Pero la visión de oleadas de chinos, en
ofensiva de millones, avanzando inconteniblemente
a bayoneta calada sobre las defensas del mundo
libre, si bien son cosa del pasado reciente, siguen
en la mente de muchos que no se resignan a ver
la estrella roja en los uniformes verdes del gigante
asiático.
La realidad actual es que los nuevos guerreros
son productos fabricados, vendidos y consumidos
en ese gran mercado mundial, a los que no se resisten
las fronteras, que llegan y ocupan naciones enteras
y crean un grado de dependencia que no ha escapado
a algunos estudiosos que ven en ello un "nuevo
imperialismo".
Para los chinos esa visión moderna no
escapa de su apreciación. Y de ser así,
entonces el mundo ya está tomado por ese
ejército que, en vez de símbolos
guerreristas pertenecientes a una ideología,
llevan el inofensivo cartelito de "Made in
China".
La República Popular China se ha convertido
en la factoría del mundo. Todas las grandes
transnacionales han montado fábricas en
el gigante asiático, llegando éste
a convertirse en el primer receptor de capitales
del orbe. Tal desarrollo ha logrado que los bancos
y la economía de ese país puedan
expandirse.
Así los nuevos magnates chinos compran
empresas y hacen millonarias inversiones en diversos
lugares del planeta. Es un problema hasta de subsistencia.

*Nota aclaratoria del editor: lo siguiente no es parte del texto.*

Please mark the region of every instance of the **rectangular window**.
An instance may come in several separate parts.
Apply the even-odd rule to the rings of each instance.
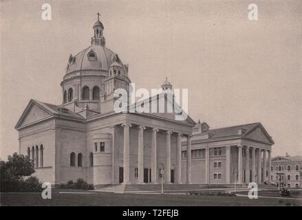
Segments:
[[[222,147],[218,148],[218,155],[222,155]]]
[[[202,157],[202,149],[198,150],[198,157]]]
[[[222,167],[222,162],[218,162],[218,167],[219,168]]]
[[[100,151],[105,152],[105,142],[100,142]]]
[[[182,157],[186,158],[186,151],[182,151]]]
[[[222,174],[220,173],[215,173],[214,179],[222,179]]]
[[[222,167],[222,162],[214,162],[214,168],[221,168],[221,167]]]

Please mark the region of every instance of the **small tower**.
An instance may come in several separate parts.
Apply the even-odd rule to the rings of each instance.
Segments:
[[[172,93],[172,85],[168,81],[167,77],[166,77],[166,81],[162,85],[162,89],[165,92]]]
[[[96,13],[98,15],[98,21],[96,21],[93,26],[94,31],[94,35],[91,37],[91,45],[98,45],[105,47],[105,38],[103,36],[103,32],[104,30],[104,26],[103,23],[100,21],[100,13]]]
[[[117,89],[124,89],[127,91],[128,102],[130,82],[127,74],[127,67],[122,65],[118,55],[116,54],[112,58],[108,76],[105,79],[105,93],[100,97],[101,113],[113,110],[114,100],[118,98],[114,97],[114,91]]]

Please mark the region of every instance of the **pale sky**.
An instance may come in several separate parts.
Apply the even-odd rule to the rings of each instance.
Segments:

La economía del llamado "mercado socialista"
tiene más de mercado que de su adjetivo
ideológico. Grandes empresas del mundo
occidental pasan a manos de Beijing y hasta la
emblemática transnacional norteamericana
IBM vende parte importante de su línea
de computadoras a su semejante china.
Con tamaña potencialidad la mercantil,
China roja irrumpe en América Latina y
el Caribe, avanzando hasta el traspatio de la
mayor potencia del orbe. Tan sólo de enero
a noviembre de 2004 más de 900 millones
de dólares -la mitad de todas las inversiones
de Beijing fuera de sus fronteras- fueron invertidos
en el área.
Para mantener su gran producción, el coloso
asiático requiere de materias primas y
productos preelaborados. Chile es actualmente
el principal proveedor de cobre, y Argentina le
suministra el 20 % de las importaciones de cueros,
plástico, algodón y otros rubros
semiprocesados. Y Cuba se apresta a abastecer
las acerías chinas con el níquel
necesario. América Latina se torna un mercado
importante para el insaciable gigante asiático.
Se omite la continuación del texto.